TONY ABBOTT: We’ve seen more evidence of Government bungling today with the Australia Network. It shows that this Government can’t be trusted with money, can’t be trusted to follow due process, and senior members of this Government can’t be trusted to be honest with each other about what’s happening.
 
STEPHEN LONG: The backdrop to this saga was ABC Managing Director Mark Scott’s vision for a global expansion of the ABC via the Australia Network.
 
MARK SCOTT: If you want there to be a global understanding of Australian values, Australian culture, Australian democracy, if we want to be a global influence, then we need to use the greatest influential tools that there are, and they’re the tools of the modern media.
 
STEPHEN LONG: Senator Conroy backed the plan, proposing that the ABC provide the Australia Network permanently, with oversight shifted from the Department of Foreign Affairs and Trade to Communications.

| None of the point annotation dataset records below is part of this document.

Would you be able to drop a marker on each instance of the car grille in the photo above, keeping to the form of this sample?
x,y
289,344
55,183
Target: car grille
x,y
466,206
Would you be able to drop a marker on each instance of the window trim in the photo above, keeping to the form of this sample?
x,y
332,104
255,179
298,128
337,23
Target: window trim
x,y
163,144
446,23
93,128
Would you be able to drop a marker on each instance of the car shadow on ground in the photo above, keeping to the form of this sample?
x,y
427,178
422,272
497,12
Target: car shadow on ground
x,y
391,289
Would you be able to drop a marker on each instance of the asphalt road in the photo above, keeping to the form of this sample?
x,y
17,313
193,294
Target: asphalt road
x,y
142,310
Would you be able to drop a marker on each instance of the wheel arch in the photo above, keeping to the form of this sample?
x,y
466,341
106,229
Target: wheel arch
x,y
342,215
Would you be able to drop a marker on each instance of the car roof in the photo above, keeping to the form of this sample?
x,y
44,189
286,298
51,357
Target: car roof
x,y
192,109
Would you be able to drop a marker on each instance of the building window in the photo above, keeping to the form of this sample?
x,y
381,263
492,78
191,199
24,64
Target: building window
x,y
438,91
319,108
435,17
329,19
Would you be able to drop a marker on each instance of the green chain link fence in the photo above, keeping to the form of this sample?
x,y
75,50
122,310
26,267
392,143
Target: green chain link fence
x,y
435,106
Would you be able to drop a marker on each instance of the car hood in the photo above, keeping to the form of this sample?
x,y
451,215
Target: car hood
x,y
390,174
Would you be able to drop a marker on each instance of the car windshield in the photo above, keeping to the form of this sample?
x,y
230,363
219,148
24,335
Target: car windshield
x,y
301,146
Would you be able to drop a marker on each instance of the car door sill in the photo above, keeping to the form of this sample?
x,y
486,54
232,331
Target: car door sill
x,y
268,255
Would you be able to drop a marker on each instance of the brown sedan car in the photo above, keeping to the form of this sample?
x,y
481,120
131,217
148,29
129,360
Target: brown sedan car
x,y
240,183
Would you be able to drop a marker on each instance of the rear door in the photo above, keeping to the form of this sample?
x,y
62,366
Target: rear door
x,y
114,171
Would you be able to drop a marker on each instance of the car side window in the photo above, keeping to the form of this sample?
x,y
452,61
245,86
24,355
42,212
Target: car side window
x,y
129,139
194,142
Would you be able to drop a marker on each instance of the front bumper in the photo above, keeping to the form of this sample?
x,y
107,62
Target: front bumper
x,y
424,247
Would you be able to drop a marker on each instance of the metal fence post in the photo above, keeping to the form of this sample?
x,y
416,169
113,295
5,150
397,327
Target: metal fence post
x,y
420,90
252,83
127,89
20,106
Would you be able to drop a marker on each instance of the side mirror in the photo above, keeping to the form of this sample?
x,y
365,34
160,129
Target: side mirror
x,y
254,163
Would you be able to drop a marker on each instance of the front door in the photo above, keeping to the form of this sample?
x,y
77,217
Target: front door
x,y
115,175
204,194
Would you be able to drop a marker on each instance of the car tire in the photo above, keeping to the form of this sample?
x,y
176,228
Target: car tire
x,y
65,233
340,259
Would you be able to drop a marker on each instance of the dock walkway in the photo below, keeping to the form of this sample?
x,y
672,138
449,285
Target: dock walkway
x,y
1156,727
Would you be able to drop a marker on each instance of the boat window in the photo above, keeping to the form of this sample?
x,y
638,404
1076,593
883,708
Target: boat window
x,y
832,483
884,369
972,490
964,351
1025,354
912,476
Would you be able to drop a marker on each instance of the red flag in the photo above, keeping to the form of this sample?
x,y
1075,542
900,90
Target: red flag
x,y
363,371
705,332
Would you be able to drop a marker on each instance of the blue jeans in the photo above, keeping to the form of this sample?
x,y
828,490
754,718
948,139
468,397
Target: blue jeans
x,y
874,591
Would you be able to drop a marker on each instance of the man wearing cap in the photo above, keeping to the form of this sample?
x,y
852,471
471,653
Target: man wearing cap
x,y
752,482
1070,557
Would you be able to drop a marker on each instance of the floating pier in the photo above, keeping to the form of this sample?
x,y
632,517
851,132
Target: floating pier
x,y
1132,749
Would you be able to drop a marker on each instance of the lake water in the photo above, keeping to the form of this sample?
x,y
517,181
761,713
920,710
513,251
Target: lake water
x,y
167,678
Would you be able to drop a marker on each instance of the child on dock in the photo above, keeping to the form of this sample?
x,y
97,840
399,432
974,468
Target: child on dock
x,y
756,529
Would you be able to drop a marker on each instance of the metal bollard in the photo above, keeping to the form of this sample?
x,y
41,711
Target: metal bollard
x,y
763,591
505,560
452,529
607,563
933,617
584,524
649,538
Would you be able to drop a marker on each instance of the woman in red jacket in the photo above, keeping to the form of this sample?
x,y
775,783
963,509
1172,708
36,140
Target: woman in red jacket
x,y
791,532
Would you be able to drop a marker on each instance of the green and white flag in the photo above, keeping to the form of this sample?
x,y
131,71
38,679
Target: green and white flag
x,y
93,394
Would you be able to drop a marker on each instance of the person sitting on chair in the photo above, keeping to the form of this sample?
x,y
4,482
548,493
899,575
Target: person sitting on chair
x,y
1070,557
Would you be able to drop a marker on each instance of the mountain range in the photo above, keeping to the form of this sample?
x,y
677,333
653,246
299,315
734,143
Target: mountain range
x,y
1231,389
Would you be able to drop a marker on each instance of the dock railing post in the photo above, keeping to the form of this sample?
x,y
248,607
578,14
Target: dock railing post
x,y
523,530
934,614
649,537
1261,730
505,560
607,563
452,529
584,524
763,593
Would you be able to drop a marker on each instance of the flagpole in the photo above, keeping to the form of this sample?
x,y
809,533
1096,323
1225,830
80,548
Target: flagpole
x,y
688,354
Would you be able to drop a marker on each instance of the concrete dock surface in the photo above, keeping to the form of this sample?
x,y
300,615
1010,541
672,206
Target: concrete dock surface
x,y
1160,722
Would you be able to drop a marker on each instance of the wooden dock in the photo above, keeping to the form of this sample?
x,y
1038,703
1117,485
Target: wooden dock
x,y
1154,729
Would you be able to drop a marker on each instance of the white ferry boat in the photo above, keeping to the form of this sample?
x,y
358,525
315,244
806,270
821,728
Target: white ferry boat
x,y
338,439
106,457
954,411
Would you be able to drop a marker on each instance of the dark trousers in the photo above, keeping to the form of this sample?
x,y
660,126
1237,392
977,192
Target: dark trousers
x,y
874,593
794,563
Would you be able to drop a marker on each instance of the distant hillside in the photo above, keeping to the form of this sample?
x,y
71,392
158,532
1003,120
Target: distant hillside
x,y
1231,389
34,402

Stephen Smith, Foreign Minister at the time, initially agreed but delayed. Then came the leadership spill.
 
DAVID SALTER: What’s interesting is that the undercurrent for this whole botched and bungled process has actually been an echo of the Rudd/Gillard leadership tensions.
 
STEPHEN LONG: As Foreign Affairs Minister, Kevin Rudd put the Australia Network up for tender. He wanted his head of department, Dennis Richardson, to have the final say over who won, arguing this would ensure the decision was made on merit.
 
SIMON BIRMINGHAM: Kevin Rudd, at least according to this audit report, did go through proper processes. He did want to keep the politicians at arm’s length.
 
STEPHEN LONG: Media commentator David Salter argues that the motivations of Kevin Rudd and his department weren’t all about due process.
 
DAVID SALTER: My information is that the important factor here was the relationship with China. China is clearly the dominant force in our region, and the information I have is that the requests were quite specific, that they wanted to be able to actually put Chinese television on the Australia Network signal and that’s a real sticking point for the ABC, because the ABC is constrained by its requirement to preserve editorial independence under the charter and the act.
 
STEPHEN LONG: In June last year the terms of the tender were changed, giving the Communications Minister final say and the right to reject the recommendation of a panel set up to evaluate the bids. And that’s just what Stephen Conroy did, using a series of leaks to The Australian newspaper as the rationale to abort the tender and hand control to the ABC.
 
STEPHEN CONROY (November 2011): The Gillard Government, Mr President, is extremely disappointed that the tender process was compromised by leaks.
 
STEPHEN LONG: Though the Gillard Government’s own lack of controls led to them.
 
SIMON BIRMINGHAM: It was clearly an incredibly lax arrangement in terms of tender information.
 
STEPHEN LONG: The Auditor-General issued no recommendations, just a plea that the Government learn some lessons from this debacle.
 
CHRIS UHLMANN: Stephen Long with that report.